The Moroccan occupier drags his tail, digs in his heels, stalls, procrastinates, and delays presenting a “convincing detailed plan,” because his American friends have “entered the house of his thefts.” In their haste and recklessness to add our cause—already cooked—to increase Trump’s points by the number of “cooked or burned” cases in order to obtain the “Prize of the Maker of Peace, Stability, and Prosperity,” they have put an end to the occupier’s manipulation and maneuvering around what is called autonomy, and placed him before the frightening truth against which we were warned in the 1990s by Crown Prince Hassan II and his Minister of the Interior: treating the Sahrawi issue as an internal matter and a Moroccan region is a folly that would explode the situation throughout Morocco in a domino process, pushing all its regions to demand the same treatment.
Today, autonomy is feared not only for the Kingdom of Morocco, but for all the states of the region, as the American-Israeli strategy is to weaken states by awakening ethnic identities and mobilizing minorities.
As for MINURSO, the Sahrawis have not recorded a single positive act since the resignation of Johannes Manz and the withdrawal of the Swiss medical mission and the British and Canadian observers, which makes us lament—or even mourn—the turning of its page.
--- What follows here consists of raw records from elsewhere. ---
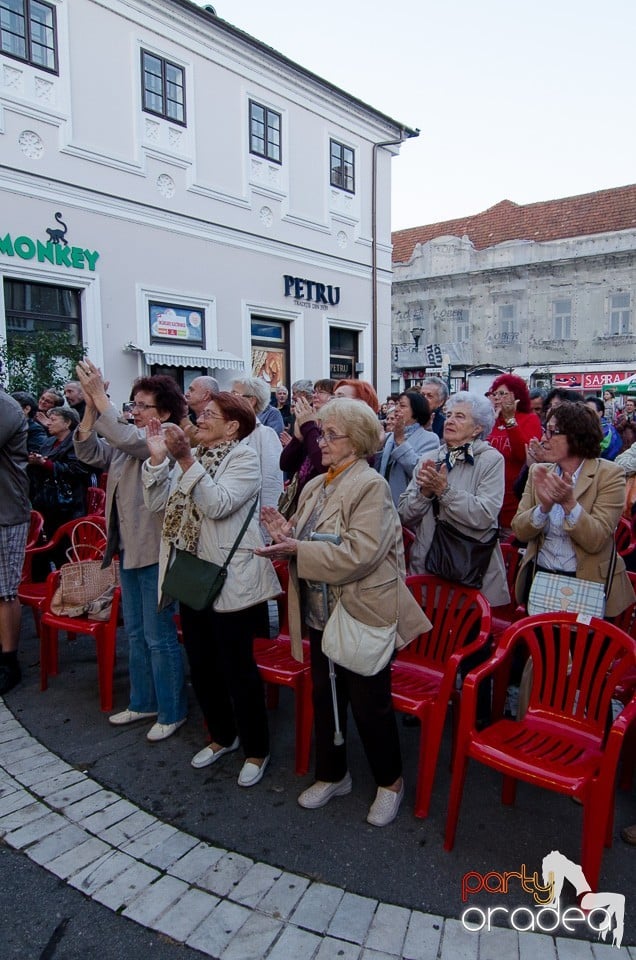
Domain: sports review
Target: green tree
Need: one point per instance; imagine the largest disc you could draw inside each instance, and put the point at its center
(38, 360)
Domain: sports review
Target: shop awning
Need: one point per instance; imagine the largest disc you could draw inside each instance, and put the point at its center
(218, 361)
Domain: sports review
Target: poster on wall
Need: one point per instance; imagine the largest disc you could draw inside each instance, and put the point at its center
(172, 322)
(269, 364)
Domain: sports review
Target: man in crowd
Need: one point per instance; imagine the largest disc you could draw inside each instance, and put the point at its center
(198, 394)
(436, 392)
(75, 397)
(14, 527)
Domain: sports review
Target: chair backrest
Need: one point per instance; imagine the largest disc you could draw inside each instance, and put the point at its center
(408, 539)
(623, 537)
(36, 525)
(460, 615)
(96, 501)
(577, 665)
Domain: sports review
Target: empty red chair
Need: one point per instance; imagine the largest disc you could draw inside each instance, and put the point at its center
(424, 674)
(279, 668)
(561, 743)
(103, 632)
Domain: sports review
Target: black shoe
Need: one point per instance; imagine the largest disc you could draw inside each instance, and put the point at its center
(10, 676)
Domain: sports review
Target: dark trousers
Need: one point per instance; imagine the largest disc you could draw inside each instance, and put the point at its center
(224, 675)
(372, 709)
It did not fulfill its promise, did not honor its commitment, did not accomplish its mission, did not assume its responsibility, and did not protect a single Sahrawi who sought refuge with it. Its hiding under the flag of occupation and inside air-conditioned vehicles bearing Moroccan license plates produced no difference, no atmosphere of freedom, democracy, or security. It was a tool in Morocco’s hands.
Perhaps we are alarmed by claims that its withdrawal would encourage Morocco to occupy the entire Sahrawi territory. But history has recorded and taught that the countdown to the demise of great empires accelerates as they expand and multiply their bites of vast lands belonging to others—so what about dwarf empires?
Perhaps they also claim that its departure would be a setback for the flag of legality and the United Nations. But in the world of Trump, there is no longer room for such meanings, concepts, values, or ethics, after he urinated on its charter and legitimacy, and after von der Leyen trampled with her heel on the decisions of the European Court.
As for branding us as terrorists—us who have fought for more than fifty years colonial and expansionist armies across hundreds of thousands of square kilometers, without targeting civilians, uprooting a tree, exterminating livestock, poisoning wells, or destroying civilian infrastructure, and who removed every mine we planted—while the enemy still squats on large parts of our land and threatens to swallow more… you deliberately force us to choose between smothering our dreams, burying our objectives, squandering our gains, betraying our sacrifices, and surrendering to the fait accompli imposed by Moroccan occupation, or being labeled terrorists.
Our choice is known: to continue defending ourselves, defending our land, terrorizing the occupier, and frightening the interests that support him.